Leonora se sorprendió por la afirmación y también se alegró de que Alessandro no pareciera incluirla entre los componentes de la terrible plaga de visitantes.

—¿Los turistas? —inquirió—. ¿No son el alma, la sangre vital de la ciudad?

Alessandro se encogió de hombros.

—Sí. Pero si la corriente, la presión sanguínea sube demasiado, puede matar, ¿sabes? En la actualidad hay aproximadamente cien turistas por cada veneciano. Todos los nativos nos conocemos. Somos una tribu. Y la ciudad sobrevivirá. Venecia ha estado aquí desde hace siglos y lo seguirá estando por muchos siglos más. Existe cierta continuidad, cierta conciencia de un destino común.

Leonora asintió mientras sus dedos continuaban quitando la cera de la botella.

—Sé a qué te refieres. —Habló como si estuviera dando un paso hacia la intimidad—. La primera vez que te vi pensé que te parecías a un personaje de un cuadro. Pero no sé a cuál.

—Yo sí lo sé. —El hombre sonrió, pero no dio más detalles—. Es muy frecuente aquí. Cuando paseas ves los mismos tipos humanos que han estado en Venecia durante cientos de años. Los mismos rostros. La única cara que nunca ves es la de la propia Venecia. Ella siempre lleva máscara, y debajo de la careta ha ocultado durante siglos su alma corrupta.

—Un detective tiene mucho trabajo, entonces, con una corrupción tan extendida.

Alessandro esbozó una sonrisa irónica.

—Sí, verdaderamente. El crimen de altos vuelos en Venecia es tan interesante como tediosos los delitos menores. Robos de arte, fraudes de propiedades, contrabando. Cosas de hombres.

Ella presintió que esta vez no bromeaba del todo.

—¿Y cuándo son los exámenes?

—Dentro de dos meses. Si los apruebo, seré feliz. —Terminó su cerveza y la miró por encima de la botella vacía—. Y a ti, ¿qué te hará feliz? ¿Estás buscando un cofre de plomo? ¿Un nuevo paraíso?

Leonora bajó la mirada. Una vez más los pensamientos de él se habían hecho eco de los suyos, llegando al fondo de sus sentimientos. La joven miró la vela que los separaba y se dio cuenta de que había quitado todo vestigio de cera de la botella. El vidrio volvía a ser verde y suave, como cuando contenía vino. Mientras miraba la botella, nueva cera, recién fundida y transparente, caía desde la mecha y adquiría una solidez blanca, lechosa, al deslizarse sobre el vidrio virgen. Por fin respondió.
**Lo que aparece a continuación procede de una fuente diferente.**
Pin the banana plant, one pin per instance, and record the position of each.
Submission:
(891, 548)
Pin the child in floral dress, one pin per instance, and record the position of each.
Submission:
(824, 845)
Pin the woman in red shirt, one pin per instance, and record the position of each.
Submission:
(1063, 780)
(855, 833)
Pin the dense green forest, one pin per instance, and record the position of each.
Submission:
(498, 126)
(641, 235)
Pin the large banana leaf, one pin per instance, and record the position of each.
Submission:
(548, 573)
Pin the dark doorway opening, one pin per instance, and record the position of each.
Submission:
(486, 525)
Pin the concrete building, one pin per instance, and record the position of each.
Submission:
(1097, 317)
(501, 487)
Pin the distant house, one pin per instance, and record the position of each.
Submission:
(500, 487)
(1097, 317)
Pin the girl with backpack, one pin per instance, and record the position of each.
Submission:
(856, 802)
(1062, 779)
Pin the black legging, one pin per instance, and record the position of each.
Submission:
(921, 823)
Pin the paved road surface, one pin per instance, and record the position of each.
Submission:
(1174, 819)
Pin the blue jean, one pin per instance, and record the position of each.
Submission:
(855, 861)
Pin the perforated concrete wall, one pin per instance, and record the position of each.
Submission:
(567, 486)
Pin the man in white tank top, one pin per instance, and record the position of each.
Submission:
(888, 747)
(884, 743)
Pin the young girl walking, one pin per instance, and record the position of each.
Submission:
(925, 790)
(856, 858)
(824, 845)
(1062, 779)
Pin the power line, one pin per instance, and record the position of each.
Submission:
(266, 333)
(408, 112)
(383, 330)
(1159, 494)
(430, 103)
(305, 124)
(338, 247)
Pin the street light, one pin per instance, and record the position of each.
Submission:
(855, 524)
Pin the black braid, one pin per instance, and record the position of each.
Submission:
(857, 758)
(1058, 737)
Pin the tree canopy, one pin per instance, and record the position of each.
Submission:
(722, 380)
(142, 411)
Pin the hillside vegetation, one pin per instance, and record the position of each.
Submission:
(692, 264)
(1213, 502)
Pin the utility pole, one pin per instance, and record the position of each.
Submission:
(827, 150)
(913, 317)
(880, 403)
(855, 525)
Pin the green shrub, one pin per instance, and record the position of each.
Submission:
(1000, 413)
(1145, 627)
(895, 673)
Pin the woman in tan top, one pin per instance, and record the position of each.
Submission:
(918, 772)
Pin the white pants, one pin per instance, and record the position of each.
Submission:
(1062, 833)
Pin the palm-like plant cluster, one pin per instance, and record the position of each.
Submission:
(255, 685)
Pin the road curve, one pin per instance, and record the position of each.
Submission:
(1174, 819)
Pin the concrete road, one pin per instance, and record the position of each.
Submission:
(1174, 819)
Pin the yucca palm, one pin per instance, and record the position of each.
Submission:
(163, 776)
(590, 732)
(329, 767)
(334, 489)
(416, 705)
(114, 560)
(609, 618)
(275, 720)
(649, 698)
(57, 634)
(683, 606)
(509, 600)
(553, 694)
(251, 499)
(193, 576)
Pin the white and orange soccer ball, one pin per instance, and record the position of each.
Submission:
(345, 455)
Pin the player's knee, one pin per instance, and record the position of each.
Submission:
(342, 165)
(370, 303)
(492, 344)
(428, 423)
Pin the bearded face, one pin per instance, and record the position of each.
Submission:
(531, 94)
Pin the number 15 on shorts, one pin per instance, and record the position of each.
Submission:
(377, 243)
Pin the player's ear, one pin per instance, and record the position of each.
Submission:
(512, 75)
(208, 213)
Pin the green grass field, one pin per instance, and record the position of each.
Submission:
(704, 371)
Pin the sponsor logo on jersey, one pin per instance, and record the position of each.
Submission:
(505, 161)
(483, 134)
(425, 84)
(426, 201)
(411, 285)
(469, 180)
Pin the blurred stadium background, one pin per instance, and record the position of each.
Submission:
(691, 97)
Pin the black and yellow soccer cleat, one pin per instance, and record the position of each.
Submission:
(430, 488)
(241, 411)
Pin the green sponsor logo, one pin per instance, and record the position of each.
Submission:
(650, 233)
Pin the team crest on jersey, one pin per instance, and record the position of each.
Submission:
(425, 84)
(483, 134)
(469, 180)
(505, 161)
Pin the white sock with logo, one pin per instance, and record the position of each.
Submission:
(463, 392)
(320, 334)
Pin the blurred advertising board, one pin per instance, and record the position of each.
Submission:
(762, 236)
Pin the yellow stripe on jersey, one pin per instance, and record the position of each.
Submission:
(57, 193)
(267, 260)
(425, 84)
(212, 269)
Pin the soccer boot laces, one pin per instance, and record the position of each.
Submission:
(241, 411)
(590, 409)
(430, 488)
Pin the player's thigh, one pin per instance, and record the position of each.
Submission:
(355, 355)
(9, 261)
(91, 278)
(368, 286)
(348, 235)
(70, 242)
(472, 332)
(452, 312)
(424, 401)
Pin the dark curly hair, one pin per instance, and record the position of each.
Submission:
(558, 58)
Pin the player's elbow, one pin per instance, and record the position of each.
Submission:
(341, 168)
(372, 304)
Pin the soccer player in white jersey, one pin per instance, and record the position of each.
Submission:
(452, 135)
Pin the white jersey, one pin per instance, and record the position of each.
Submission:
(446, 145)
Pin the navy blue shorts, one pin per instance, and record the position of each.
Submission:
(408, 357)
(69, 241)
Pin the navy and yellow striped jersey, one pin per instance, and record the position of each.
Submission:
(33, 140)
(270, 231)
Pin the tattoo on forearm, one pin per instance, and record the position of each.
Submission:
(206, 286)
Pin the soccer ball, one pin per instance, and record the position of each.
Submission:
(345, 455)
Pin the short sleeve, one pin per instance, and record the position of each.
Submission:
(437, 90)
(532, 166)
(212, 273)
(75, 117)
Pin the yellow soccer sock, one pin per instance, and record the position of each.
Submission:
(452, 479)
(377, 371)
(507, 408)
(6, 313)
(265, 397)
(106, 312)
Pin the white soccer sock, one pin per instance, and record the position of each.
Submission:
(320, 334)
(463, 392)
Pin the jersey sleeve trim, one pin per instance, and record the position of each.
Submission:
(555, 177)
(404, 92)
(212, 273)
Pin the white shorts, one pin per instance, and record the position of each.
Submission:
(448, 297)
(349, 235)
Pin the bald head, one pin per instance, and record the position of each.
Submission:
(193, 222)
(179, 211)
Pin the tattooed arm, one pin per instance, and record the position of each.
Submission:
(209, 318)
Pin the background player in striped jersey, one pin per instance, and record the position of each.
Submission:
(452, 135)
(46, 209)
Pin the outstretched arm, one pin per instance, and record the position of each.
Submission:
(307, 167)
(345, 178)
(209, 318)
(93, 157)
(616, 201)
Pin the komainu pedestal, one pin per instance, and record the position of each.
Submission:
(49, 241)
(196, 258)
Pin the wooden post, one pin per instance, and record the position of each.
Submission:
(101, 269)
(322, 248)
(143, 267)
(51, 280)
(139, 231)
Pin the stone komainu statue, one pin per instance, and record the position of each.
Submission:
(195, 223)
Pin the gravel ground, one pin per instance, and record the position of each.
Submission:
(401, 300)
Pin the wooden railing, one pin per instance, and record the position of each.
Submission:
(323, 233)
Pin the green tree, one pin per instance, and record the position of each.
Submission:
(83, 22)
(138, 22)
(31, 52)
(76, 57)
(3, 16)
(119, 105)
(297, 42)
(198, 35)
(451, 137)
—No. No estoy buscando nada.

«Dije lo que creía en ese instante. Lo seguí creyendo hasta el momento en que él se acercó a mí y me besó. Barba incipiente y áspera, boca suave y un fuego del que ya me había olvidado».

Caminaron en silencio por las calles vacías. La plaza de San Marcos estaba desierta. Era un espacio enorme, como una inmensa catedral sin techo. Las grandes constelaciones formaban los arcos transversales y las uniones arquitectónicas, allá, en lo alto. La noche era fría, pero Leonora sintió calor. Las palomas se habían recogido, pero sus pensamientos volaban.

Siguiendo un impulso inexplicable, dio varias volteretas laterales en la plaza, con las estrellas brillando a sus pies y el pelo rozando las piedras. Podía oír la risa de Alessandro durante sus cabriolas. No sabía qué significaba el beso, pero sí lo que sentía.

«Es algo muy parecido a la alegría; una alegría sin sentido».